In Sunday's paper, the New York Times' Nagourney explored the ever-increasing role of the Internet in political campaigns. LINK
In a piece that highlights efforts being made by Lynn Swann's (R) gubernatorial campaign and former Gov. Mark Warner's nascent presidential campaign, the Washington Post's Zachary Goldfarb reports that political consultants expect the use of Web videos to expand "substantially" in Senate and House campaigns in 2006 -- a preview of "an even greater breakout in 2008." LINK
Anne Kornblut deconstructed the Washington "chattering classes" (a/k/a the "Gang of 500") in Sunday's New York Times. LINK
After failing to see results on social issues from the GOP, some conservative "values voters" are looking at new ways to achieve their goals, writes Wayne Slater of the Dallas Morning News. LINK
Bob Novak provides some blog fodder in his column. Novak writes that the Mar. 19 edition of "60 Minutes," which featured the global warming warnings of NASA's James E. Hansen, was a "one-sided political presentation that ignored the real scientific debate." LINK
According to White House communications director Nicolle Wallace, '''60 Minutes' never contacted the press office.''
The Washington Post's Howard Kurtz reports that the AP's dismissal of Vermont bureau chief Chris Graff has prompted protests from Sens. Leahy (D) and Jim Jeffords (I), Rep. Bernie Sanders (I) and Gov. Jim Douglas (R). LINK
President Bush talks about his health care initiatives at the White House tomorrow before raising some money at a RNC luncheon. First Lady Laura Bush is scheduled to be in Missouri tomorrow for a "Helping America's Youth" event and a Jim Talent fundraiser.
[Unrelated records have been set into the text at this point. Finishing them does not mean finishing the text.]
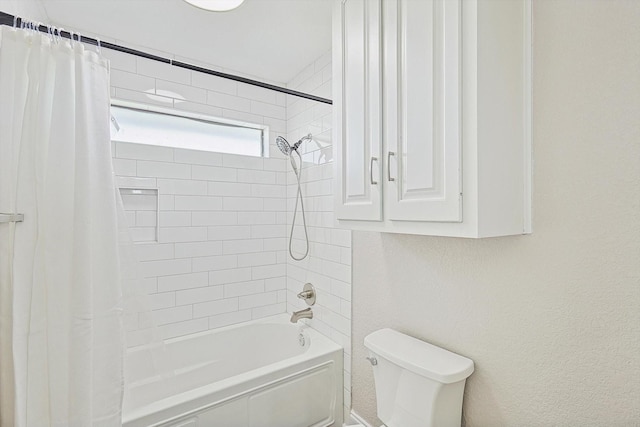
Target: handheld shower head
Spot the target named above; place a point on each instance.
(286, 148)
(283, 145)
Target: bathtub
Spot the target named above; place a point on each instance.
(265, 373)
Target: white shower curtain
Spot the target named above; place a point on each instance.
(61, 338)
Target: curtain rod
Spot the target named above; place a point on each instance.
(8, 19)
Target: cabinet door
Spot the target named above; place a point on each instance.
(422, 109)
(357, 108)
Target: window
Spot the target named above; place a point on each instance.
(169, 130)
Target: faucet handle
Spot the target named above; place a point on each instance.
(308, 294)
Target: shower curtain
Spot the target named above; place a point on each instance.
(61, 337)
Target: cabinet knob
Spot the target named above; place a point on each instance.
(389, 154)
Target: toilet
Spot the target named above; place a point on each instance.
(417, 384)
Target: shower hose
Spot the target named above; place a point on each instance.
(298, 173)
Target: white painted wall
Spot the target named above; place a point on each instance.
(28, 9)
(328, 266)
(552, 320)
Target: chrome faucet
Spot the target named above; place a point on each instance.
(302, 314)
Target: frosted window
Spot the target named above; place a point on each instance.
(151, 128)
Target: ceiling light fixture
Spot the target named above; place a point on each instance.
(216, 5)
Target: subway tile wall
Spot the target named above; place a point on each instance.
(219, 257)
(328, 266)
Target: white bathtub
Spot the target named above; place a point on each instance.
(256, 374)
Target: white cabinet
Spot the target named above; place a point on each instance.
(356, 41)
(432, 116)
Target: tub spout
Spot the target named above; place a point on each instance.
(302, 314)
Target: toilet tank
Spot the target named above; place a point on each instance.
(417, 384)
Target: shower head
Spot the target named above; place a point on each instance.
(283, 145)
(286, 148)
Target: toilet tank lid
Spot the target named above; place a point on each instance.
(418, 356)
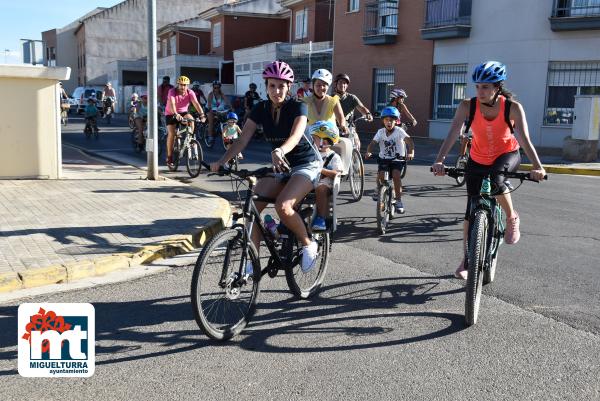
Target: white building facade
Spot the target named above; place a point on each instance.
(551, 49)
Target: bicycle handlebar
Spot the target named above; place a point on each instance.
(458, 172)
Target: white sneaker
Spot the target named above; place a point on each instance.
(309, 257)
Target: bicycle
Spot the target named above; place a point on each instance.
(91, 127)
(354, 168)
(189, 149)
(385, 197)
(223, 296)
(486, 234)
(462, 159)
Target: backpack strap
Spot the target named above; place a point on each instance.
(507, 104)
(472, 107)
(328, 159)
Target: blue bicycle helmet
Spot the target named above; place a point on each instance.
(390, 111)
(489, 72)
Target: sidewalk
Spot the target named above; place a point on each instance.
(99, 218)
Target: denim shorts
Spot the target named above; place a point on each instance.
(312, 171)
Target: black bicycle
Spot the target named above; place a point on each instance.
(224, 294)
(486, 234)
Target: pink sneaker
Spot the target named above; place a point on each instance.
(512, 233)
(462, 271)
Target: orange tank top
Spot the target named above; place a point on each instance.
(491, 138)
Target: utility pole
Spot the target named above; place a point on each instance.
(152, 142)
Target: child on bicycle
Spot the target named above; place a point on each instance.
(91, 112)
(393, 142)
(325, 134)
(231, 131)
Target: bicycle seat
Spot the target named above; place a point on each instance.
(344, 149)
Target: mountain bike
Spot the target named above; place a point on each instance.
(385, 198)
(462, 159)
(186, 146)
(224, 294)
(486, 234)
(356, 171)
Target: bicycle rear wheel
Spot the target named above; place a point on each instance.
(223, 302)
(476, 257)
(357, 175)
(383, 213)
(194, 158)
(305, 285)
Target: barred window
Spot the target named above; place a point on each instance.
(449, 91)
(383, 83)
(565, 80)
(216, 35)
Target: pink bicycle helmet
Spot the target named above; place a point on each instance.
(279, 70)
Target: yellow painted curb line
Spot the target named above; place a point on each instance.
(564, 170)
(73, 271)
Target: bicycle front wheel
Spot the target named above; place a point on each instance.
(305, 285)
(383, 212)
(476, 257)
(222, 300)
(357, 175)
(194, 158)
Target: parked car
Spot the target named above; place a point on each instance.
(86, 94)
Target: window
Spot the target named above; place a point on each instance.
(163, 48)
(217, 35)
(383, 83)
(301, 24)
(565, 80)
(449, 91)
(173, 44)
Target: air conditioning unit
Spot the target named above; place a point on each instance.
(586, 123)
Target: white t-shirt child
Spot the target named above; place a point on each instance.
(390, 146)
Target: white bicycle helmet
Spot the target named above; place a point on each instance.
(323, 75)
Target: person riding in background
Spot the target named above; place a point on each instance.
(349, 102)
(494, 146)
(216, 102)
(163, 90)
(178, 101)
(284, 124)
(305, 90)
(397, 97)
(393, 142)
(321, 106)
(251, 98)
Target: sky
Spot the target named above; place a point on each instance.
(27, 19)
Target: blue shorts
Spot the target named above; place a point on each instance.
(312, 171)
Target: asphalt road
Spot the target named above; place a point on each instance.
(387, 325)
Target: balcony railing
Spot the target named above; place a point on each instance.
(447, 19)
(381, 22)
(575, 15)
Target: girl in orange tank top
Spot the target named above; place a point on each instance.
(491, 138)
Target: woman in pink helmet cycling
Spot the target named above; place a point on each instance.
(284, 122)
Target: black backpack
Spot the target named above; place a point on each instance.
(472, 107)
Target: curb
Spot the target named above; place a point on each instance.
(564, 170)
(67, 273)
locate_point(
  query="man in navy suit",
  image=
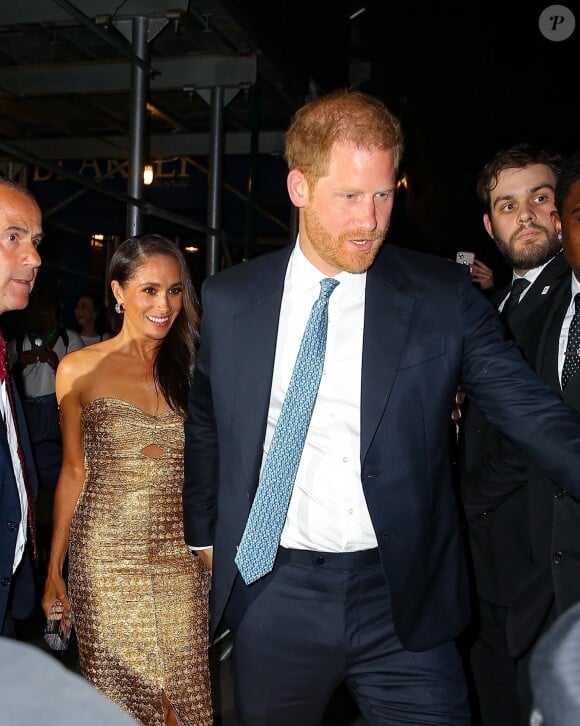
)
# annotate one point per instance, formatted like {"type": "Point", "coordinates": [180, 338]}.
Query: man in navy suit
{"type": "Point", "coordinates": [369, 586]}
{"type": "Point", "coordinates": [20, 235]}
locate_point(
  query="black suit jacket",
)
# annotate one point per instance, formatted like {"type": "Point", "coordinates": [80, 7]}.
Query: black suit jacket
{"type": "Point", "coordinates": [498, 532]}
{"type": "Point", "coordinates": [552, 582]}
{"type": "Point", "coordinates": [426, 330]}
{"type": "Point", "coordinates": [16, 590]}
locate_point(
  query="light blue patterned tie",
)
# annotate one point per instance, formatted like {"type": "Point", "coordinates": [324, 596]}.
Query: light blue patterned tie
{"type": "Point", "coordinates": [259, 543]}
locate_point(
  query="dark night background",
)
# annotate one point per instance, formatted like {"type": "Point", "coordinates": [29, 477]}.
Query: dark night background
{"type": "Point", "coordinates": [466, 78]}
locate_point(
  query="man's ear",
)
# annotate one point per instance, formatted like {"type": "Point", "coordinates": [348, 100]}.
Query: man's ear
{"type": "Point", "coordinates": [297, 188]}
{"type": "Point", "coordinates": [487, 225]}
{"type": "Point", "coordinates": [557, 222]}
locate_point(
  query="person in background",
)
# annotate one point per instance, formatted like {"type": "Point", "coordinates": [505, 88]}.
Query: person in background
{"type": "Point", "coordinates": [549, 577]}
{"type": "Point", "coordinates": [138, 596]}
{"type": "Point", "coordinates": [318, 472]}
{"type": "Point", "coordinates": [89, 317]}
{"type": "Point", "coordinates": [20, 236]}
{"type": "Point", "coordinates": [35, 353]}
{"type": "Point", "coordinates": [516, 188]}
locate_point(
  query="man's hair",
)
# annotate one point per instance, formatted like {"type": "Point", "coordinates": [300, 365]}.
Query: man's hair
{"type": "Point", "coordinates": [15, 186]}
{"type": "Point", "coordinates": [569, 175]}
{"type": "Point", "coordinates": [340, 116]}
{"type": "Point", "coordinates": [518, 156]}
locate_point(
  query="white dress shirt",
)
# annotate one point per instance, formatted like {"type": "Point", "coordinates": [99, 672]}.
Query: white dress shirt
{"type": "Point", "coordinates": [327, 510]}
{"type": "Point", "coordinates": [531, 276]}
{"type": "Point", "coordinates": [566, 327]}
{"type": "Point", "coordinates": [6, 412]}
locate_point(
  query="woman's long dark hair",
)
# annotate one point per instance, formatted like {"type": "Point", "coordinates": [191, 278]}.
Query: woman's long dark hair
{"type": "Point", "coordinates": [177, 353]}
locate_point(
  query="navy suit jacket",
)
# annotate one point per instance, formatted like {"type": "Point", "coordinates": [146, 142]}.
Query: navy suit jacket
{"type": "Point", "coordinates": [15, 589]}
{"type": "Point", "coordinates": [427, 329]}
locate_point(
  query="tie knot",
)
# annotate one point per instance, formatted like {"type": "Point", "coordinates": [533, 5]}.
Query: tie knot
{"type": "Point", "coordinates": [3, 358]}
{"type": "Point", "coordinates": [519, 285]}
{"type": "Point", "coordinates": [327, 285]}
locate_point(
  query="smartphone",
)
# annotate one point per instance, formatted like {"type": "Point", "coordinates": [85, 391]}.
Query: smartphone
{"type": "Point", "coordinates": [465, 258]}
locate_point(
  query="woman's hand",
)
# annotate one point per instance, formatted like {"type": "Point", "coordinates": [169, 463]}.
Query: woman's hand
{"type": "Point", "coordinates": [55, 589]}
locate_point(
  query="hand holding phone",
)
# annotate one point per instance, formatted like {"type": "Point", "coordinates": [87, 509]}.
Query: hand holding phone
{"type": "Point", "coordinates": [465, 258]}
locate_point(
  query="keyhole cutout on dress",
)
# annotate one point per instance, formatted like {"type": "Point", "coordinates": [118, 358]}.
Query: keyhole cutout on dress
{"type": "Point", "coordinates": [152, 451]}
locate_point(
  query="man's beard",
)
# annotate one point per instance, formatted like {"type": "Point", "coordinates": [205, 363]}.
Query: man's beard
{"type": "Point", "coordinates": [531, 255]}
{"type": "Point", "coordinates": [333, 250]}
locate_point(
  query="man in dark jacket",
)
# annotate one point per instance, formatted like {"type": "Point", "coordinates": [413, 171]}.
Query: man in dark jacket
{"type": "Point", "coordinates": [20, 235]}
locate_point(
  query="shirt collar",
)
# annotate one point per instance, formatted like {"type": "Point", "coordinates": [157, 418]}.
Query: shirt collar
{"type": "Point", "coordinates": [302, 275]}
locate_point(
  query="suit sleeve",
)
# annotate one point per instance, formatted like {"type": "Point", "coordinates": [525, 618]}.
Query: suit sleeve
{"type": "Point", "coordinates": [485, 487]}
{"type": "Point", "coordinates": [515, 399]}
{"type": "Point", "coordinates": [201, 450]}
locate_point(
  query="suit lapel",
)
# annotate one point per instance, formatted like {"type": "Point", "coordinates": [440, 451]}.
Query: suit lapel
{"type": "Point", "coordinates": [548, 345]}
{"type": "Point", "coordinates": [255, 328]}
{"type": "Point", "coordinates": [388, 314]}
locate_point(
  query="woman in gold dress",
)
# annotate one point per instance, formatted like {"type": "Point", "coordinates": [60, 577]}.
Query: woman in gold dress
{"type": "Point", "coordinates": [138, 596]}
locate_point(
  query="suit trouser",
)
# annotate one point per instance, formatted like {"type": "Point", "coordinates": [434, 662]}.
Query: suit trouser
{"type": "Point", "coordinates": [494, 671]}
{"type": "Point", "coordinates": [322, 619]}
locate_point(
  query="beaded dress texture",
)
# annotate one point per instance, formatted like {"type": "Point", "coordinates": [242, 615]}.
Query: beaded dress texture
{"type": "Point", "coordinates": [139, 598]}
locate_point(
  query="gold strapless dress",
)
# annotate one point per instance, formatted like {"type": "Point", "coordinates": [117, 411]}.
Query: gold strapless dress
{"type": "Point", "coordinates": [139, 598]}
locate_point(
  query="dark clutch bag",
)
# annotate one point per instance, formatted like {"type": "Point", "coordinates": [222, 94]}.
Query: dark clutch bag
{"type": "Point", "coordinates": [58, 627]}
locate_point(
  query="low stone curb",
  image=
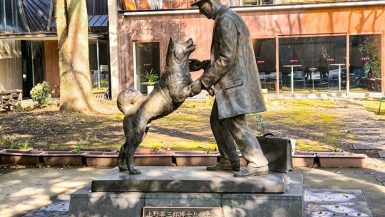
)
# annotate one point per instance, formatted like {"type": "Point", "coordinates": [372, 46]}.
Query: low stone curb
{"type": "Point", "coordinates": [166, 158]}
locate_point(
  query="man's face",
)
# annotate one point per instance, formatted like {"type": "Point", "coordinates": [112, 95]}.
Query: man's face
{"type": "Point", "coordinates": [206, 9]}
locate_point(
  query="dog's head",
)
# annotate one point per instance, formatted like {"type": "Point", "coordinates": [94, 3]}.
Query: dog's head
{"type": "Point", "coordinates": [179, 52]}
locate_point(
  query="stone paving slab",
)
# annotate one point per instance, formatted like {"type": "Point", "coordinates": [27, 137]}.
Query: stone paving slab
{"type": "Point", "coordinates": [332, 202]}
{"type": "Point", "coordinates": [58, 207]}
{"type": "Point", "coordinates": [187, 179]}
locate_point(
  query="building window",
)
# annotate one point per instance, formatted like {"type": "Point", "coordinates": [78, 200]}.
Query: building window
{"type": "Point", "coordinates": [10, 16]}
{"type": "Point", "coordinates": [309, 63]}
{"type": "Point", "coordinates": [146, 64]}
{"type": "Point", "coordinates": [98, 57]}
{"type": "Point", "coordinates": [264, 50]}
{"type": "Point", "coordinates": [365, 63]}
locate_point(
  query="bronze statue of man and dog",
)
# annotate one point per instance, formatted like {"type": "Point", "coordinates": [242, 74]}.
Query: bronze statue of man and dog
{"type": "Point", "coordinates": [231, 75]}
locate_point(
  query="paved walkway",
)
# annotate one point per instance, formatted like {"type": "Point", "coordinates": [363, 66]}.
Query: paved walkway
{"type": "Point", "coordinates": [45, 191]}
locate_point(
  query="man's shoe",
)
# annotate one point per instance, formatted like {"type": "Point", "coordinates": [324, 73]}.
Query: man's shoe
{"type": "Point", "coordinates": [221, 166]}
{"type": "Point", "coordinates": [252, 171]}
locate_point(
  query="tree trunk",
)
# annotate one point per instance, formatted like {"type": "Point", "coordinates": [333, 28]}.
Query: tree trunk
{"type": "Point", "coordinates": [72, 31]}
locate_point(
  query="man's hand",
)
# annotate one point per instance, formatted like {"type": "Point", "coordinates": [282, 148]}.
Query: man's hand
{"type": "Point", "coordinates": [194, 65]}
{"type": "Point", "coordinates": [206, 64]}
{"type": "Point", "coordinates": [196, 87]}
The President will continue to push his "Health Savings Accounts" in Bridgeport, CT on Wednesday.
Also on Wednesday, Rudy Giuliani keynotes the 2006 Investment Capital Conference in Los Angeles, CA.
President Bush heads to Charlotte, NC on Thursday to deliver remarks on the "Global War on Terror."
On Friday, Vice President Cheney attends a fundraiser for Senate candidate Michael Steele (R-MD) in Washington, DC, Sen. John McCain attends a fundraiser for New Hampshire State Senate Republicans in Concord, NH, Former Gov. Mark Warner addresses Missouri Democrats as part of the annual Jackson Day event in Springfield, MO, and Gov. Haley Barbour (R-MS) keynotes the South Carolina GOP Silver Elephant dinner in Colombia, SC.